For scale-out, Hope cautions against relying on the same manual manufacturing process used during early-phase production. As volume increases, this approach becomes inefficient and cost-prohibitive.

Instead, he recommends exploring scalable solutions such as automation for both production and testing. While fully automated, end-to-end systems offer significant benefits—like higher throughput, reduced human error, and more consistent product quality—they may not be feasible for every organization right away.

To bridge the gap, labs can take a phased approach: identify high-risk or repetitive tasks that are good candidates for partial automation first, then build toward more integrated systems over time. When evaluating automation options, consider ease of integration with your existing workflows, validation requirements, and vendor support for GMP compliance. Scalability isn’t just about volume; it’s about designing a process that can grow with your product and your team’s capabilities.

Considerations for partnering with a CDMO

For companies considering partnering with a CDMO to support clinical-grade production and overcome scaling challenges, Hope suggests a build-or-buy analysis can be helpful to determine whether a CDMO is the right choice for your product or whether building your own facility is best. Here are examples of considerations to include in your analysis:

• Cost comparison: Assess capital expenditure for building a facility vs. service fees for outsourcing.
• Time to market: Evaluate which option enables faster clinical or commercial production.
• Internal capabilities: Determine whether in-house expertise and infrastructure are sufficient for GMP manufacturing.
• Product complexity and volume: Consider whether your therapy’s process is better suited to internal control or external standardization.
• Long-term flexibility: Weigh the scalability, adaptability, and control each option offers as your program evolves.
• Regulatory readiness: Assess whether your team can meet compliance expectations independently or would benefit from an experienced CDMO’s support.

If choosing a CDMO, Hope advises finding one with deep expertise in cell and gene therapy manufacturing, not just general GMP capabilities. He stresses: “Choose a true partner that you can work with that will implement a process that works well for your product.” To do this, look for a partner that demonstrates transparency in communication, a track record of regulatory compliance, and flexibility in adapting processes to your product’s unique needs.

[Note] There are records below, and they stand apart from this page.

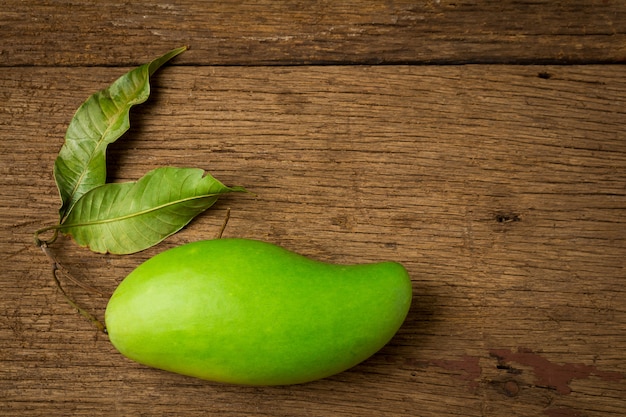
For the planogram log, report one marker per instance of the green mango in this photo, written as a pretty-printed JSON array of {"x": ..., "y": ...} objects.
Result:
[{"x": 248, "y": 312}]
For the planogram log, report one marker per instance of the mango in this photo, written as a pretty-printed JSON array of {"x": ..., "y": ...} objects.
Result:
[{"x": 247, "y": 312}]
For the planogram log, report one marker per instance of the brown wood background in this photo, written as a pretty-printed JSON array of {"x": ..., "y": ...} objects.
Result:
[{"x": 481, "y": 144}]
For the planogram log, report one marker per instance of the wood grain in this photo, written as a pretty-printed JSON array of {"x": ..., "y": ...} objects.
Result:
[
  {"x": 502, "y": 189},
  {"x": 114, "y": 32}
]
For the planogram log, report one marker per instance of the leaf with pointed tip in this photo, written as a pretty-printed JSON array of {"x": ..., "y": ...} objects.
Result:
[
  {"x": 99, "y": 121},
  {"x": 124, "y": 218}
]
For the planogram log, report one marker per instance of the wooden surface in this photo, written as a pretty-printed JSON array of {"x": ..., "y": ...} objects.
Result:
[{"x": 500, "y": 186}]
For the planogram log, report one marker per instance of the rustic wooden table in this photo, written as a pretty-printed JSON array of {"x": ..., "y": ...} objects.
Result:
[{"x": 481, "y": 144}]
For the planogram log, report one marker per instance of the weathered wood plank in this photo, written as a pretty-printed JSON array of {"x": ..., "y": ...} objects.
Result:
[
  {"x": 502, "y": 189},
  {"x": 270, "y": 32}
]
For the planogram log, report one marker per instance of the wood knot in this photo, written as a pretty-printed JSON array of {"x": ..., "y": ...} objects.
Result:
[{"x": 507, "y": 217}]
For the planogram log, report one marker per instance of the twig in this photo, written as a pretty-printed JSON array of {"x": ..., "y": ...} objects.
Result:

Ask prospective partners how they handle tech transfer, how much control you’ll retain over process decisions, and whether they’ve scaled similar therapies before. A strong CDMO relationship is built on aligned expectations, shared goals, and the ability to navigate complexity together.

Manage costs with long-term goals in mind

Scaling gene therapy manufacturing comes with high upfront costs, but strategic planning can help manage these investments. Phased buildouts, modular facility designs, and early alignment with commercial goals can prevent costly rework and reduce the risk of sunk costs. Choosing scalable, flexible equipment and building partnerships with experienced vendors or CDMOs can also help stretch budgets while maintaining compliance.

Final thoughts

Bridging the gap between research and clinical-grade production in gene therapy requires more than technical know-how. It demands foresight, regulatory awareness, workforce readiness, and a clear path to commercial viability. With the right strategy, labs can avoid common pitfalls and bring promising therapies to more patients, faster.